My childhood record stash had its share of Broadway musicals. A lot of these belonged to my parents first, but some, like Hair, belonged to the kids. I listened to this album a lot, and it’s possible I was listening to it a lot before I was 10.
As Sewa Yoleme can attest, I love a lot of the ditties in this musical, and he and I—at least once—have rolled the windows down in the car, played the soundtrack full blast, and sung along even louder (I am such a hag). I have a lot of favorites, but two of them are “Frank Mills” and “Sodomy.”
“Frank Mills” is just such a syrupy ballad. I mean, it’s perfect. So yearny. So naïve. So I-want-the-bad-boy-but-what-will-my-friends-think.

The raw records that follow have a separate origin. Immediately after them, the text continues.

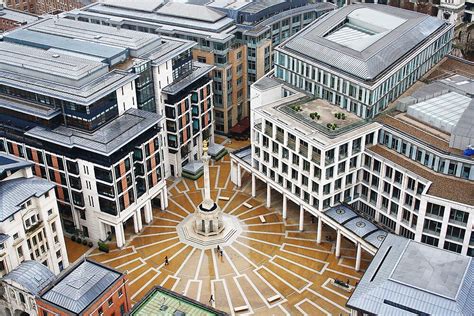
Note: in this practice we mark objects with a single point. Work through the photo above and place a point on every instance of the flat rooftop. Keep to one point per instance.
(407, 277)
(306, 114)
(442, 186)
(325, 110)
(363, 40)
(172, 18)
(18, 16)
(38, 64)
(105, 140)
(422, 267)
(95, 34)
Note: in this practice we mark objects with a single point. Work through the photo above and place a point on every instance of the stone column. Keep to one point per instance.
(135, 223)
(254, 186)
(320, 228)
(148, 212)
(162, 200)
(139, 220)
(301, 224)
(358, 256)
(269, 195)
(239, 175)
(338, 244)
(119, 235)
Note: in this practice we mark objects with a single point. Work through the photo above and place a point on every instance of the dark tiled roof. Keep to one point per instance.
(32, 275)
(442, 186)
(13, 193)
(80, 286)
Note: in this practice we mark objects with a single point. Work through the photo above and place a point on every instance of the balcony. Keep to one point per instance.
(269, 131)
(280, 137)
(291, 144)
(304, 151)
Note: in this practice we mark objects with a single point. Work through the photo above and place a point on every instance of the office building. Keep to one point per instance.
(30, 227)
(236, 37)
(362, 57)
(405, 170)
(20, 287)
(88, 288)
(407, 277)
(72, 111)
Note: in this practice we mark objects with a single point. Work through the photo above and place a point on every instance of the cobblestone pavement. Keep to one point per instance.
(270, 269)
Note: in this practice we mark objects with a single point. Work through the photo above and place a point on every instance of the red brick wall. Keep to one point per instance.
(112, 292)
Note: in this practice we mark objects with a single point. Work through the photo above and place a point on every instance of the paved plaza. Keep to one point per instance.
(269, 269)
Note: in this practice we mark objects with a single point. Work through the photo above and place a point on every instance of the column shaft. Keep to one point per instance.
(338, 244)
(320, 229)
(254, 184)
(301, 225)
(269, 195)
(358, 256)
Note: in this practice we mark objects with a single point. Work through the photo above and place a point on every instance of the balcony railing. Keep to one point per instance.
(291, 144)
(280, 137)
(304, 151)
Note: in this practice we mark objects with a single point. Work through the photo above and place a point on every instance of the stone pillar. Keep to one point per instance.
(301, 224)
(162, 200)
(148, 212)
(139, 220)
(358, 256)
(119, 235)
(320, 228)
(239, 176)
(269, 195)
(254, 186)
(338, 244)
(135, 223)
(102, 232)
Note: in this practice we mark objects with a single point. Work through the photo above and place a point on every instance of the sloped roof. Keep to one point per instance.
(11, 163)
(13, 193)
(81, 286)
(32, 275)
(379, 51)
(408, 277)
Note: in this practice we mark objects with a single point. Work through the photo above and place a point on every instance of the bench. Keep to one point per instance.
(273, 298)
(241, 308)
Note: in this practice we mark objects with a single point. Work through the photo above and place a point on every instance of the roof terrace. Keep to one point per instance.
(321, 116)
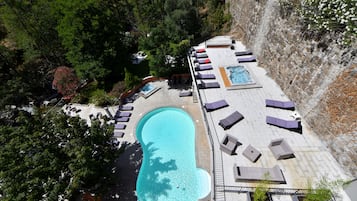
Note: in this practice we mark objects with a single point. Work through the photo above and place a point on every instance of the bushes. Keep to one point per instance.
(324, 16)
(91, 94)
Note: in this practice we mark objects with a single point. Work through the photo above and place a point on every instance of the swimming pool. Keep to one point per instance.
(239, 75)
(168, 170)
(148, 89)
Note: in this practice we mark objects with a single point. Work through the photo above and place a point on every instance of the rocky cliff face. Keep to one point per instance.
(316, 73)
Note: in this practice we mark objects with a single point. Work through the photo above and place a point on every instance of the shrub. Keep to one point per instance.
(331, 16)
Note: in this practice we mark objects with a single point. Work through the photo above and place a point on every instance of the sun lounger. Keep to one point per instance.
(215, 105)
(122, 119)
(290, 124)
(200, 50)
(122, 114)
(126, 108)
(243, 53)
(208, 85)
(118, 133)
(205, 76)
(203, 61)
(203, 67)
(230, 120)
(229, 144)
(280, 104)
(254, 174)
(119, 126)
(185, 93)
(281, 149)
(201, 55)
(247, 59)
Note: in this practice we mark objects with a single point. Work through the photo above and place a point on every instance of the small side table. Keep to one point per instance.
(252, 153)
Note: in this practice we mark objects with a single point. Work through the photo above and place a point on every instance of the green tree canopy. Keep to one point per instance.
(52, 156)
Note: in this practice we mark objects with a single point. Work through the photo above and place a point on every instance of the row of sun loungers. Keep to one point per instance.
(247, 59)
(208, 85)
(215, 105)
(205, 76)
(230, 120)
(120, 117)
(290, 105)
(243, 53)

I met a boy called Frank Mills
On September twelfth right here
In front of the Waverly
I lost his address
He was last seen with his friend,
A drummer, he resembles George Harrison of the Beatles
But he wears his hair
Tied in a small bow at the back
I love him but it embarrasses me
To walk down the street with him
He lives in Brooklyn somewhere
And wears this white crash helmet
He has gold chains on his leather jacket
And on the back is written the names
And Hell’s Angels
I would gratefully
Appreciate it if you see him tell him
I’m in the park with my girlfriend
Tell him Angela and I
Don’t want the two dollars back
This is one easy song to croon. Or belt. Ask Sewa to sing it to you sometime. (Or Susan, I’m guessin’.)
I once had an international “Frank Mills” moment. A decade ago, Alison and I took a trip to Scotland. When we arrived at the train station in Edinburgh, the Waverley, there was a street performer out front (a young man with a guitar), singing this one. I mean, he had to, didn’t he?
“Sodomy,” another song short enough to list all the lyrics below, may in fact be my first exposure—so to speak—to some of these words, and it’s likely that I was singing them long before I understood them.
Father, why do these words sound so nasty?
Can be fun
Join the holy orgy
In retrospect, it seems that Hair was a useful stepping stone in my education.